Christoph Marzi – Die wundersame Geschichte der Faye Archer

Faye Archer hat ihr Studium abgebrochen, nun arbeitet sie als Verkäuferin in einem kleinen Buchladen in Brooklyn und gibt gelegentlich Konzerte in einer früheren Fabrikhalle. Im Großen und Ganzen ist sie mit ihrem Leben recht zufrieden. Bis eines Tages ein Mann den Buchladen betritt und einen Satz sagt, der Faye vollkommen elektrisiert …

Eigentlich passt „Die wundersame Geschichte der Faye Archer“ überhaupt nicht in mein Beuteschema. Um reine Liebesgeschichten mache ich normalerweise einen großen Bogen. Als ich dann zu Hause damit auf dem Sofa saß und zum zweiten Mal den Klappentext las, fragte ich mich, warum in aller Welt ich es hatte lesen wollen! Es kann wohl nur des Autors wegen gewesen sein. Christoph Marzis Schreibstil gefiel mir schon in seinem Zyklus der Uralten Metropolen ausgesprochen gut. Also las ich jetzt eben eine Liebesgeschichte.

Und ich muss sagen, es war eine sehr angenehme Liebesgeschichte. Keinerlei Kitsch, keinerlei Klischees, dafür unglaublich viel Stimmung, Lebendigkeit, Charme. Das liegt zu einem großen Teil an der Protagonistin.

Faye ist eine ausgesprochen sympathische Zeitgenossin. Morgenmufflig, ein wenig chaotisch und mit einem Faible fürs Ruhige und Nostalgische. Sie ist gern freundlich zu den Menschen, ihr Selbstbewusstsein ist allerdings nicht allzu ausgeprägt, weshalb es einfach ist, sie ein wenig unterzubuttern. Vor allem aber ist Faye ein überschwänglicher, emotionaler Mensch. Und weil sie das ist, reißt sie den Leser mit, ganz gleich, ob es ihr gerade blendend geht oder eher miserabel.

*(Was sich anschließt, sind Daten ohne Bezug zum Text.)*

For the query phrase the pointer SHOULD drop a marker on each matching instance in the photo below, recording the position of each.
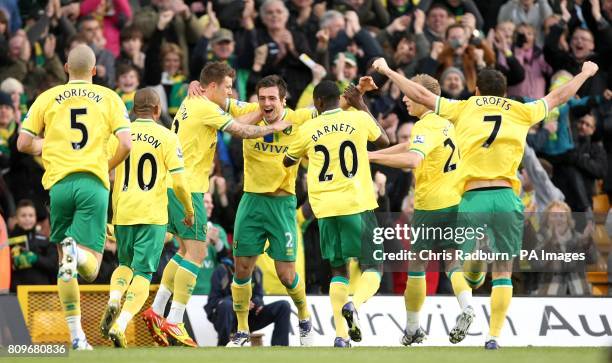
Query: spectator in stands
(105, 60)
(10, 8)
(507, 63)
(218, 47)
(538, 190)
(402, 49)
(539, 134)
(453, 84)
(131, 50)
(303, 18)
(15, 89)
(164, 69)
(531, 57)
(532, 12)
(343, 30)
(283, 49)
(458, 51)
(370, 12)
(220, 312)
(581, 49)
(557, 234)
(183, 28)
(15, 57)
(34, 258)
(438, 20)
(465, 12)
(588, 157)
(115, 15)
(127, 84)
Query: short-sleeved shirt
(196, 124)
(76, 120)
(339, 178)
(263, 157)
(436, 178)
(491, 132)
(140, 188)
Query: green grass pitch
(331, 355)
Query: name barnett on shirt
(335, 127)
(78, 92)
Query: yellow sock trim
(500, 301)
(366, 288)
(414, 295)
(89, 269)
(184, 281)
(136, 295)
(338, 294)
(69, 296)
(121, 278)
(459, 283)
(241, 295)
(298, 295)
(170, 271)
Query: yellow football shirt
(196, 124)
(491, 132)
(436, 178)
(76, 120)
(263, 157)
(140, 189)
(339, 178)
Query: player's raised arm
(123, 149)
(181, 189)
(407, 159)
(411, 89)
(252, 132)
(366, 84)
(562, 94)
(354, 98)
(26, 143)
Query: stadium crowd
(537, 44)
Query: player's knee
(225, 306)
(196, 253)
(89, 275)
(287, 277)
(284, 308)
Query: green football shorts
(498, 212)
(262, 217)
(140, 246)
(344, 237)
(79, 205)
(434, 226)
(176, 214)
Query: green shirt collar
(329, 112)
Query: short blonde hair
(428, 82)
(169, 48)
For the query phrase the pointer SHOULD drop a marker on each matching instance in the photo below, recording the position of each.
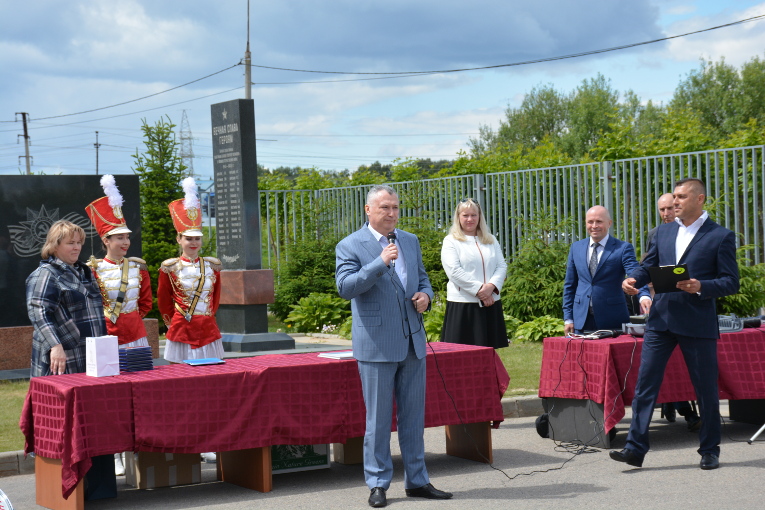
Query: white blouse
(469, 264)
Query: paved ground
(533, 475)
(529, 472)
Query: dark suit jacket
(711, 259)
(604, 288)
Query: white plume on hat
(111, 191)
(191, 201)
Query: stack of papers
(203, 361)
(136, 359)
(337, 355)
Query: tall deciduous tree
(160, 170)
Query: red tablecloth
(605, 371)
(244, 403)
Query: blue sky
(61, 58)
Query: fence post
(607, 190)
(480, 190)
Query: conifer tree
(160, 170)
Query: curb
(15, 463)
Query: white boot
(119, 466)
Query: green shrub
(534, 283)
(538, 329)
(511, 324)
(309, 266)
(344, 331)
(314, 312)
(751, 295)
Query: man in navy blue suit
(687, 318)
(592, 291)
(379, 268)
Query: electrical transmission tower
(187, 145)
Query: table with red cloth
(244, 403)
(605, 371)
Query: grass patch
(12, 394)
(523, 362)
(274, 324)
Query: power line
(137, 99)
(526, 62)
(397, 74)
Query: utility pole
(248, 60)
(24, 116)
(187, 145)
(96, 145)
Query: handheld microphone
(392, 240)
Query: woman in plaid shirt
(64, 304)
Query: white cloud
(737, 44)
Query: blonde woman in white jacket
(476, 268)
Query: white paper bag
(102, 356)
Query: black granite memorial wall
(242, 315)
(29, 205)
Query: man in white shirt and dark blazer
(389, 289)
(592, 290)
(687, 317)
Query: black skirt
(468, 323)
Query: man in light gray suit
(379, 268)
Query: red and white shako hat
(186, 212)
(106, 212)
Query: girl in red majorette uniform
(189, 287)
(123, 281)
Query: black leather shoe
(669, 412)
(709, 461)
(377, 498)
(429, 492)
(628, 456)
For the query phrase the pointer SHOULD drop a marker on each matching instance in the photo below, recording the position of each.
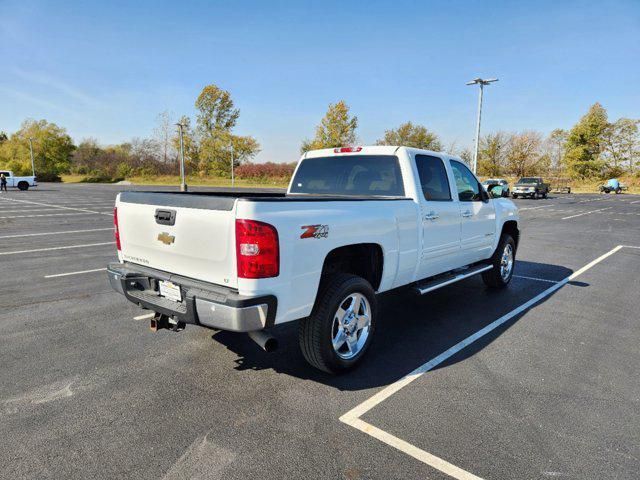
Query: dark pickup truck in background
(533, 187)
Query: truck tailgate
(189, 235)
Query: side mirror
(496, 191)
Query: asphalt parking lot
(537, 381)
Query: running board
(442, 282)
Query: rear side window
(433, 178)
(356, 175)
(466, 183)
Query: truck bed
(226, 200)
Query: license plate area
(169, 290)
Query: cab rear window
(353, 175)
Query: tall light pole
(33, 165)
(232, 176)
(183, 180)
(481, 82)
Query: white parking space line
(535, 208)
(75, 273)
(536, 279)
(586, 213)
(52, 215)
(29, 210)
(352, 417)
(65, 247)
(57, 233)
(58, 206)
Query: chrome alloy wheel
(506, 262)
(351, 326)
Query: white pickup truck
(21, 183)
(354, 222)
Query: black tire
(493, 278)
(315, 332)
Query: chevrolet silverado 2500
(354, 222)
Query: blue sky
(106, 69)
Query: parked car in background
(21, 183)
(533, 187)
(613, 185)
(354, 222)
(487, 184)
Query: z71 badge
(315, 231)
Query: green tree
(524, 154)
(215, 121)
(52, 149)
(554, 147)
(622, 143)
(410, 135)
(216, 112)
(336, 129)
(585, 143)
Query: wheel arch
(511, 227)
(365, 260)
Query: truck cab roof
(373, 150)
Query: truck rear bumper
(202, 303)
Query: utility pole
(33, 165)
(183, 180)
(481, 82)
(232, 176)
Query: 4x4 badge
(315, 231)
(165, 238)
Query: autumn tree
(492, 154)
(410, 135)
(336, 129)
(52, 148)
(622, 143)
(554, 147)
(586, 142)
(524, 155)
(215, 121)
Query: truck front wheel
(341, 326)
(503, 261)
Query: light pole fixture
(481, 82)
(183, 180)
(232, 174)
(33, 165)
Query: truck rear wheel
(503, 261)
(337, 334)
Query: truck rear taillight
(115, 228)
(257, 249)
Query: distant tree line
(594, 147)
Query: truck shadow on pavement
(412, 329)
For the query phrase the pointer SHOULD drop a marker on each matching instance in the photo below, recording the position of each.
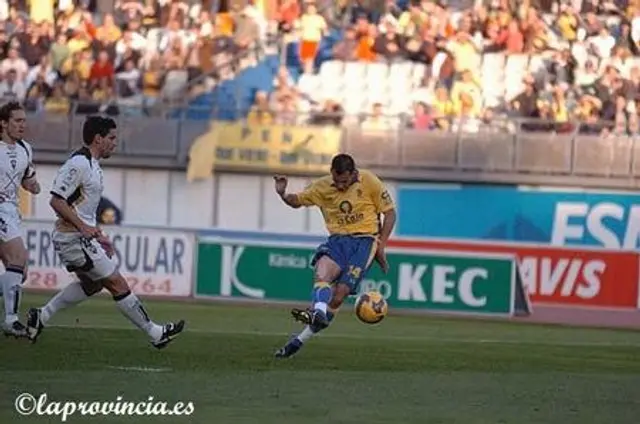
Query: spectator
(11, 87)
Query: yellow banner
(273, 148)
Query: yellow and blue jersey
(352, 218)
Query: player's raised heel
(290, 349)
(17, 330)
(34, 324)
(171, 331)
(319, 320)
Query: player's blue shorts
(354, 255)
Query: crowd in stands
(573, 64)
(422, 64)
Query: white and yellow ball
(371, 307)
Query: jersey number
(355, 271)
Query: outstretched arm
(30, 182)
(307, 197)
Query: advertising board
(154, 262)
(474, 282)
(559, 217)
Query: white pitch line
(372, 336)
(141, 369)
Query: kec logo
(607, 224)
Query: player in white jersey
(16, 170)
(82, 246)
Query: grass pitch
(407, 370)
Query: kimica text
(29, 404)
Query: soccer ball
(371, 307)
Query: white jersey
(80, 182)
(15, 159)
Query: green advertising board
(439, 281)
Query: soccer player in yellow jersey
(352, 202)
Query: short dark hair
(343, 163)
(8, 108)
(96, 125)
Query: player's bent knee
(90, 287)
(340, 293)
(326, 270)
(116, 284)
(15, 254)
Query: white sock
(11, 282)
(305, 335)
(320, 305)
(65, 298)
(132, 308)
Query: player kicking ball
(16, 169)
(351, 202)
(82, 247)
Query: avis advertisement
(554, 275)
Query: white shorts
(10, 223)
(83, 256)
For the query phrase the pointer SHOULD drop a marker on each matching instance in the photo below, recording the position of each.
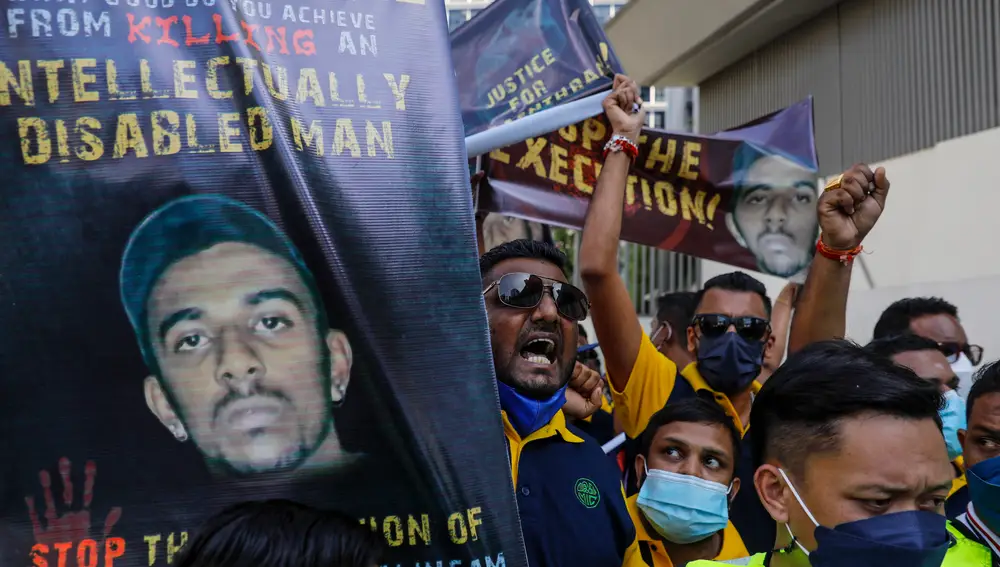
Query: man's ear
(159, 405)
(734, 230)
(341, 361)
(771, 490)
(640, 470)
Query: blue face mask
(729, 363)
(914, 539)
(528, 415)
(683, 508)
(953, 419)
(984, 491)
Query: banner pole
(475, 190)
(537, 124)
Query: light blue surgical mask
(952, 419)
(528, 415)
(683, 508)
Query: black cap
(184, 227)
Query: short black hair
(692, 410)
(281, 533)
(889, 347)
(736, 281)
(896, 318)
(985, 381)
(799, 410)
(521, 248)
(676, 309)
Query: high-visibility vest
(965, 553)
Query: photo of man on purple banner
(242, 360)
(774, 210)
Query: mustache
(780, 232)
(234, 396)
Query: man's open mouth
(539, 351)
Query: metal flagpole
(537, 124)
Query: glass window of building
(603, 13)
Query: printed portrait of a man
(774, 210)
(241, 358)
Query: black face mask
(729, 363)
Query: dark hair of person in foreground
(281, 533)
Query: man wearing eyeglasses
(569, 494)
(937, 320)
(727, 338)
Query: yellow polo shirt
(650, 385)
(569, 496)
(732, 545)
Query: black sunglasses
(954, 350)
(750, 328)
(525, 291)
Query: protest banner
(517, 57)
(238, 263)
(746, 197)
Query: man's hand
(583, 396)
(618, 106)
(71, 526)
(847, 213)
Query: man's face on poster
(244, 369)
(776, 214)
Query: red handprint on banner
(72, 525)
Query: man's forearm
(821, 311)
(603, 225)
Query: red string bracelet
(843, 256)
(619, 143)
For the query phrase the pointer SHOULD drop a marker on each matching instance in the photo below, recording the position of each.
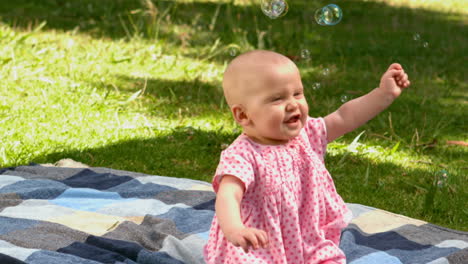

Aber das ist es nicht allein. Faye ist Musikerin, Musik spielt folglich eine große Rolle. Ganz gleich, ob beiläufig erwähnt wird, was gerade im Radio oder in der Kneipe läuft, ob Faye bei Freunden im Plattengeschäft steht und nach etwas sucht, das zu ihrer Stimmung passt, oder ob sie zu Hause etwas Entsprechendes auflegt, die Songs sind ein zentraler Bestandteil der Geschichte. Wohl dem, der all den Titeln und Interpreten auch Melodien zuordnen kann. Ich konnte es leider nicht immer, das tat der Sache jedoch zum Glück keinen allzu großen Abbruch. Denn abgesehen von all den genannten Liedern komponiert und textet Faye auch selbst. Nicht, dass sie sich dabei lang und breit über Details ausließe, und doch hatte ich beim Lesen eine ziemlich genaue Vorstellung vom Ergebnis. Nicht unbedingt meine bevorzugte Ecke, aber das Konzert hätte ich mir schon angehört. Dazu kommt, dass Faye auch empfänglich für Geräusche ist, die nicht unmittelbar mit Musik zu tun haben. Natürliche Geräusche wie Regen, Wind, raschelndes Laub, aber auch das Lachen von Kindern, Fahrradklingeln, Motorgeräusche, all das ist Bestandteil des entstehenden Bildes.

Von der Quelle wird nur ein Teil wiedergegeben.